Racing engines have wilder or more pointy cam profiles, enabling the valves to open sooner and stay open longer.  They produce a prodigious amount of power at high revs.  However, they're somewhat limp at lower revs, and snarl and pop at idle. Until recently, road car engine designers have had to compromise and set their cam profile somewhere between the two extremes.  So we’d get engines with average torque, average fuel efficiency, and average performance. 

Enter Honda.  In the 1980s Honda came out with the first application of variable valve timing in a road car.  Instead of one cam profile, the Honda Variable Valve Timing and Lift-Electronic Control (VTEC) engine contained two settings, one for low rpm and one for high rpm.  At low rpm, the cam profile was mild, and at a certain changeover point, the more aggressive cam profile would take over.  So at a certain rpm, your previously docile Civic would transform into a wild animal. 

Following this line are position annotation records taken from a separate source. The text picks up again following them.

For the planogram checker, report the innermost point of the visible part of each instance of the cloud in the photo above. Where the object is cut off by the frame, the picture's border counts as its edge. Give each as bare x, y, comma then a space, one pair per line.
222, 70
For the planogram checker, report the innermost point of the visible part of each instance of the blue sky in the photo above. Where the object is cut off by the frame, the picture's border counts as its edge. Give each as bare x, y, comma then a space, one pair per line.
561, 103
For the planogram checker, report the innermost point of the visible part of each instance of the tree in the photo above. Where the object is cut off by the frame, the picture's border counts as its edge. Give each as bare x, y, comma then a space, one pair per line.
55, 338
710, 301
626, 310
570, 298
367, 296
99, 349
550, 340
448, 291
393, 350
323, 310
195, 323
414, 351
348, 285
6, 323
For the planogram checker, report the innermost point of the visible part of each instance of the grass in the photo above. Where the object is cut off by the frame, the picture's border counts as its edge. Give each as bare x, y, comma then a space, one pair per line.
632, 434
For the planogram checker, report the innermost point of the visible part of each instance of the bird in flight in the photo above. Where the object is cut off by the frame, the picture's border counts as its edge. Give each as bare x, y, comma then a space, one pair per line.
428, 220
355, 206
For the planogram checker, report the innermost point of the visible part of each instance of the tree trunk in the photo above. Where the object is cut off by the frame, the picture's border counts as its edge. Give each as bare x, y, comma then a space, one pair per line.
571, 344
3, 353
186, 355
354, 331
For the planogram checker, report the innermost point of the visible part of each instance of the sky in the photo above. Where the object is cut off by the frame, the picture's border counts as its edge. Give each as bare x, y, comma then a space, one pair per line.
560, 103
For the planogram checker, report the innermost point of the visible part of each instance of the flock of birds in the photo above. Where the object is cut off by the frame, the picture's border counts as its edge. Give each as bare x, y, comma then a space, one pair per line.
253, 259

Honda engines with VTEC have improved both fuel economy (about 8% better than non-VTEC counterpart) and high-end power.   VTEC-E is actually the Economy VTEC used in lower-end Civics, used primarily to improve emissions and fuel economy.  DOHC VTECs are tuned for high-end power in the Civic SiR, the Civic, Accord and Integra Type-Rs and the S2000: not much happens below 6000 rpm, but rev it past that point and you awaken the monster!  You can rev to 9000 rpm, too!

Here's an illustration of Honda's new 3-stage VTEC, already in Japanese Civics:

In stage one, for low revs, the engine uses two different cams for the two intake valves.  The cam on the left, the nearly round one, just cracks open the left intake valve, while the right cam, with a medium profile, operates the right valve with medium lift.  With the left valve just barely opening, the fuel-air mixture is swirled in the cylinder before combustion, resulting in good torque and low emissions.

Stage 2 is for medium revs.  Oil, illustrated as orange, is pumped into a cylinder, locking the two outer cams together.  Now both valves are made to follow the right cam, for medium timing and medium lift.  

At high revs, Stage 3, oil enters both chambers of the VTEC system, thus locking all three pins together.  Now both cams are forced to follow the middle cam, which has quick timing and high lift.  This generates the top-end power that Honda VTECs are famous for.

Honda was the first to come out with a market application for variable valve technology. Now popularly known as VTEC, Honda's know-how can be felt in much of its line-up from the mundane City Type-Z to the phenomenal Acura NSX and S2000.
From a 1.6-liter engine, Honda was able to squeeze 185 bhp in the form of the Civic Type-R. Using DOHC the redline of the Type-R is around 8500 rpm...that's 1000 rpm more than the Civic SiR.
However, the ultimate DOHC VTEC is the one used for the S2000.  Using just a 2.0-liter inline-4 engine, the Honda S2000 has 240 bhp! That's 120 bhp per liter.  Normally, it takes a turbocharger to bring out such performance. However, given a 9000 rpm redline, the S2000's engine is probably one of the most powerful 2-liter normally aspirated unit out there.